Eis o que constatamos como símbolos atuais de nossos tristes trópicos:
– a queima do bem público;
– o eliminação da história brasileira;
– a destruição da independência do Brasil (lá estava o documento histórico);
– a revogação da abolição da escravatura (lá perdurava a assinatura da lei Áurea),
– o apagamento da pré-história da humanidade (lá estava nossa Luzia)
– a eliminação da ciência;
– o ataque terrorista à universidade pública;
– o extermínio das artes, das tradições e do saber;
– o apagamento de nossas origens.
O palácio desencantou e ruiu. Fomos atingidos no cerne de nossos valores, no amor por nossas coisas, no nosso amor-próprio, em nossa soberania, em nosso desejo, em nossa beleza, em nossa força. O Brasil foi mortalmente ferido.
Na Alemanha de Hitler, os nazistas empreenderam uma queima espetacular de livros em todas as cidades. A lista negra incluía Freud, Marx, Kafka, Einstein e Brecht. “Na Idade média, disse Freud, teriam queimado a mim, hoje eles se contentam em queimar meus livros”. Mas em seguida foram efetivamente queimados milhares de pessoas. O que há de semelhante ontem e hoje? Naquela época esses homens que contribuíram com nossa humanidade foram perseguidos e suas ideias atacadas.
Hoje no Brasil há um ataque sistemático a homens e mulheres (Não é, Marielle?) cujas ideias ameaçam a nova ordem mundial neoliberal capitalista segregacionista cada vez mais violenta com o desprezo pela memória e história; pelos laços e conquistas humanitárias. É um ataque ao humano, ao homo sapiens, que nossa “civilização” vai transformando, via segregação, em homo sacer (homens matáveis).
Qualquer que tenha sido a causa imediata do incêndio do Museu nacional, esse incêndio foi criminoso. Descaso, desinteresse, negligência seja o nome que for, o que houve foi um assassinato do bem simbólico, uma matança cultural, o extermínio do Inconsciente.

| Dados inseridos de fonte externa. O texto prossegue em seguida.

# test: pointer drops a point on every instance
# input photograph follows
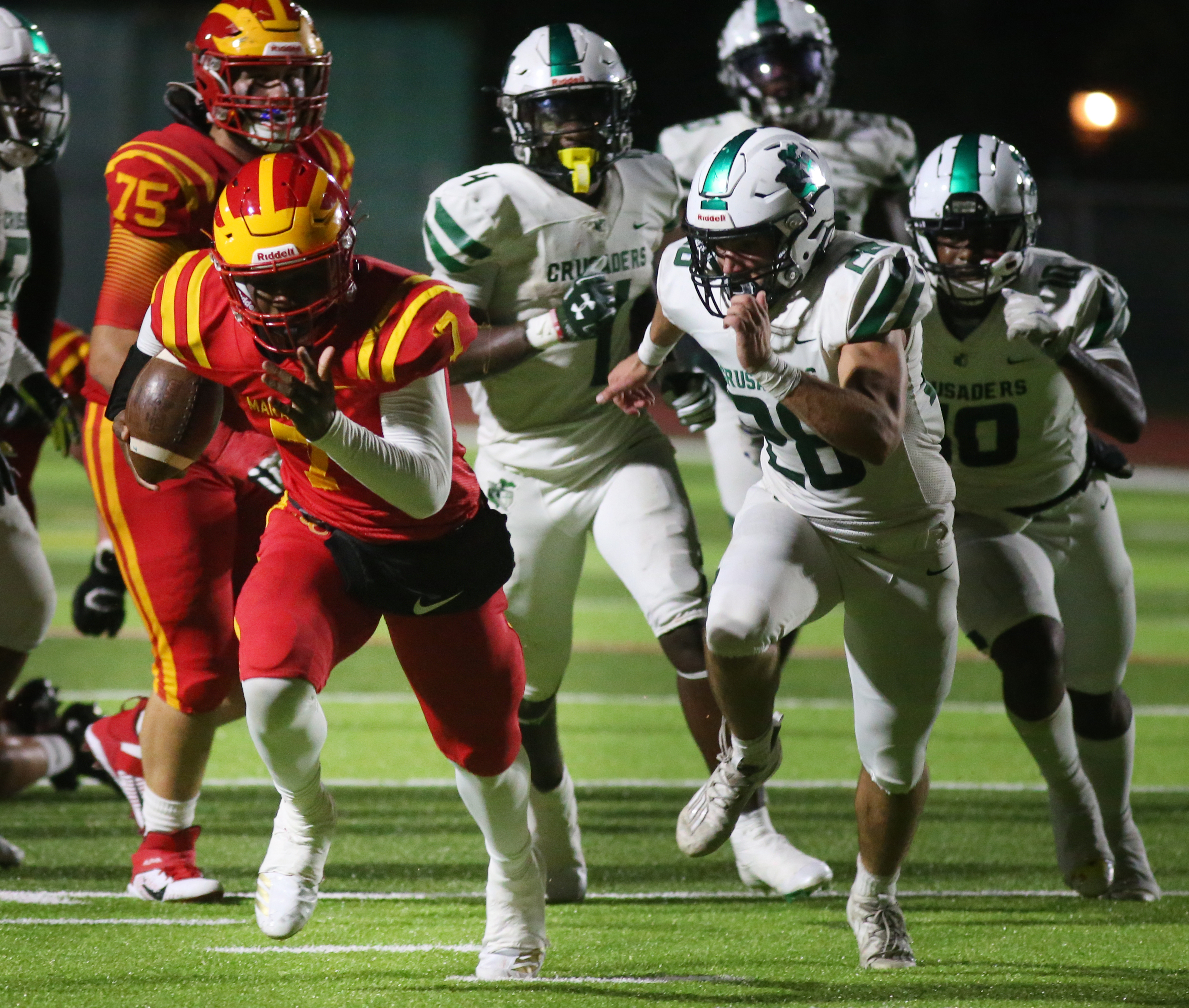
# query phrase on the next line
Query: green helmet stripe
(965, 174)
(563, 52)
(766, 13)
(717, 181)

O inconsciente é o capítulo censurado de minha história, segundo Lacan, cuja verdade pode ser resgatada nos monumentos (meu corpo), nos documentos de arquivo (lembranças de infância), na evolução semântica (vocabulário, estilo de vida) e tradições (minha história com suas lendas). Ao aplicarmos esta concepção ao país, foi perpetrado um ataque ao Inconsciente do Brasil, uma queima de arquivo. Lá onde sua verdade histórica poderia ser resgatada, não há mais traços nem vestígios. A via para as fake newsda história está aberta.

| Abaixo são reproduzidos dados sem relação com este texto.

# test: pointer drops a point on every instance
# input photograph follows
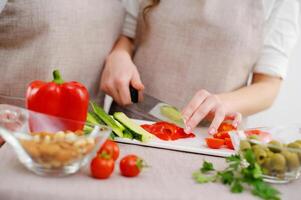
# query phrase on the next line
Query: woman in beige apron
(197, 55)
(38, 36)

Esse incêndio foi como carta marcada que chegou a seu destino, uma tragédia tantas vezes anunciada e temida. E chega como uma bomba atômica arrasando o registro deixado – em princípio para a eternidade – do que teria sido a humanidade no Brasil. Um golpe terrível para o sujeito da história, sujeito do direito e sujeito do desejo.
Para além de todas as significações e símbolos, esse incêndio foi um advento do real, sem sentido algum que possa aplacar a dor. Trata-se do real, em sua definição lacaniana, do que é impossível de suportar, impossível de simbolizar. Advento do real que sempre retorna ao mesmo lugar. Que lugar? Os incêndios de nossas museus e monumentos (MAM do Rio, Memorial da América Latina em São Paulo, Reitoria da UFRJ, Museu Hélio Oiticica, etc) que o digam. A queima de arquivo é uma repetição.
Esse desastre lembra as cartas de amor de André Gide queimadas por Madeleine – ato que provocou um sulco no ser do autor do qual ele jamais se recuperaria. As chamas cavaram um vazio em nosso ser como brasileiros. Esse oco não há como ser preenchido. O Museu Nacional era uma carta de amor que nos deixaram tantos homens e mulheres de agora e de tantas épocas e tradições. Essa carta se queimou. Só o trabalho de luto nos dirá que destino podemos dar a esse vazio. Restou o meteorito. O que ex nihilofaremos com as cinzas e o pó? Ou mantemos nossa dignidade de criadores ou desprezamos nossa humanidade como criados da barbárie. O meteorito será nossa testemunha.
Rio de Janeiro, 3 de setembro de 2018.